Repository files navigation

What is this thing?
===================

EZID is a Django web application that can be run under Django's
built-in development server or under Apache with the mod_wsgi
extension.

Prerequisites
=============

EZID requires:

- Django <http://www.djangoproject.com/> (version 1.8+);
- Python <http://www.python.org/> (version 2.7+);
- a relational database (SQLite <http://www.sqlite.org/> and MySQL
  <http://www.mysql.com/> have both been used);
- if using MySQL, a MySQL API driver, e.g., mysqlclient
  <https://pypi.python.org/pypi/mysqlclient>;
- lxml <http://lxml.de/> for processing XML;
- Apache <http://httpd.apache.org/> if running under that, and
- mod_wsgi <http://code.google.com/p/modwsgi/> (note that to work with
  mod_wsgi Python will have to have been compiled with shared object
  support);
- an SSL library, e.g., OpenSSL <http://www.openssl.org/>, to
  communicate with DataCite and LDAP;
- OpenLDAP <http://www.openldap.org/> if LDAP authentication is used,
  and
- python-ldap <http://www.python-ldap.org/>.
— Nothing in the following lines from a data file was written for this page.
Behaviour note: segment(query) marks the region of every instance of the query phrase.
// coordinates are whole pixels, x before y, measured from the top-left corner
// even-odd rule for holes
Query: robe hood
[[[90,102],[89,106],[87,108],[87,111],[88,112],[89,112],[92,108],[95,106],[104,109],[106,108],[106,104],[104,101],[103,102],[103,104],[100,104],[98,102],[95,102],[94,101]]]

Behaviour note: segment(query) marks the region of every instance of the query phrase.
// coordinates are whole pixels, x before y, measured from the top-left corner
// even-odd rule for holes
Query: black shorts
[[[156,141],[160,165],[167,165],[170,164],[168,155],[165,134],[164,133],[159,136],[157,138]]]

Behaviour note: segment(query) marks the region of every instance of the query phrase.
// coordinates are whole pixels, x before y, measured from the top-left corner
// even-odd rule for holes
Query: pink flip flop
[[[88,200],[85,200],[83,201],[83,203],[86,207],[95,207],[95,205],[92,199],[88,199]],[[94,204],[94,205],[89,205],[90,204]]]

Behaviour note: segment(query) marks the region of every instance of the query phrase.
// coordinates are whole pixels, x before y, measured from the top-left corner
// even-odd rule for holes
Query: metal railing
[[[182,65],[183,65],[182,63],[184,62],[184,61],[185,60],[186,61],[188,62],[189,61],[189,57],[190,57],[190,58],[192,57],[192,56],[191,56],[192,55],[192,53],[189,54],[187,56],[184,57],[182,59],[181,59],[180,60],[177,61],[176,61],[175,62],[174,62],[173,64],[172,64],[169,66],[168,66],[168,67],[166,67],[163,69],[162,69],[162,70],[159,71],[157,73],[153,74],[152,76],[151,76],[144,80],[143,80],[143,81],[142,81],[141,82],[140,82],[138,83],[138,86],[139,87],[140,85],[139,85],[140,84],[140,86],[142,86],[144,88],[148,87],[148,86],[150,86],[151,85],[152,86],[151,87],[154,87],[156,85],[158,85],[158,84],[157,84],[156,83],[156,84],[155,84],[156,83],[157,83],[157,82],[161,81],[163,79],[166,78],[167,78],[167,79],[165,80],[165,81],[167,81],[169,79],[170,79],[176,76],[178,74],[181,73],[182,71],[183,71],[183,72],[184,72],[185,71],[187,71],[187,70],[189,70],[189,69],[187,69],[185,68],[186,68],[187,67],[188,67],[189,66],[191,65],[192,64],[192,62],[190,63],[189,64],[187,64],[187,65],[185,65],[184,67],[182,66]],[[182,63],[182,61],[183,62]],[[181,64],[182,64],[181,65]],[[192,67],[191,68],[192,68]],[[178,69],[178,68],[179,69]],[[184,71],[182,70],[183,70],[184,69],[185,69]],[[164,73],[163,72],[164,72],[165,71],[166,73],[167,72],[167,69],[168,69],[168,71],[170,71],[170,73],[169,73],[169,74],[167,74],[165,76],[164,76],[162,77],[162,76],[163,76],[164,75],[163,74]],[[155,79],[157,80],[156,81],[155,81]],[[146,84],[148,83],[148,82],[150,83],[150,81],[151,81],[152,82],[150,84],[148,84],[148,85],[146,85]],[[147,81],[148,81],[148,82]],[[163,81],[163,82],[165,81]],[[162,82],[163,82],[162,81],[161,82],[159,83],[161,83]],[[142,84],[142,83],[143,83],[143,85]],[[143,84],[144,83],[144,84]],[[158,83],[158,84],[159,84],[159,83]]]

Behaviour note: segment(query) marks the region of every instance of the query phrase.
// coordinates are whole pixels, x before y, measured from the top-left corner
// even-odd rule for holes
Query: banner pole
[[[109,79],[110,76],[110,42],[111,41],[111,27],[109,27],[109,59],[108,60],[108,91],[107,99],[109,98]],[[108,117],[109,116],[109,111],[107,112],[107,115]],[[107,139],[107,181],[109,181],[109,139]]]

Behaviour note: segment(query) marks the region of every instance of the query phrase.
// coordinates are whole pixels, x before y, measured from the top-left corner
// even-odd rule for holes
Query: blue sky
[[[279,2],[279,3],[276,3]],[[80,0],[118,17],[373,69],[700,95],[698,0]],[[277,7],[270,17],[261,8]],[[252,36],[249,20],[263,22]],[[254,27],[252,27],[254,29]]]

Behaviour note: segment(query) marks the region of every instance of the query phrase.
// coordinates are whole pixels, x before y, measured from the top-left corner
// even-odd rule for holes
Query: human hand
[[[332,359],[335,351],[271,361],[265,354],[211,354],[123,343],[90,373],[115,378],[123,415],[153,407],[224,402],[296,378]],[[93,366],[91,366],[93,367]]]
Those are the core prerequisites for running EZID standalone.  But
EZID is of little value unless there are some other, external servers
running: a Noid <http://wiki.ucop.edu/display/Curation/NOID> "egg"
server for storing metadata (strictly speaking, optional, but an
essential component in the grand scheme of things); additional Noid
"nog" servers for minting identifiers; a shoulder server (optional);
DataCite services for creating DOI identifiers; and an LDAP server, if
LDAP authentication is used.

General layout and configuration
================================

Whether it is run under the built-in development server or under
Apache, EZID assumes that it is embedded in the following directory
layout:

    .../SITE_ROOT/
        PROJECT_ROOT/
            (this software distribution:)
            LDAP
            LOCALIZATION
            NOTES
            README
            apache/
            code/
            doc/
            etc/
            ezidapp/
            profiles/
            settings/
            static/
            templates/
                info/ (separate distribution)
            tools/
            ui_tags/
            xsd/
        db/
            alert_message
            django.sqlite3
            search.sqlite3 (if using SQLite)
            secret_key
            shoulders_cache.txt
            stats
            store.sqlite3
        download/
            public/
        logs/
            transaction_log

The names of the SITE_ROOT and PROJECT_ROOT directories are arbitrary
(EZID automatically detects what they are), but for the remainder of
this document we'll assume that they are literally those names.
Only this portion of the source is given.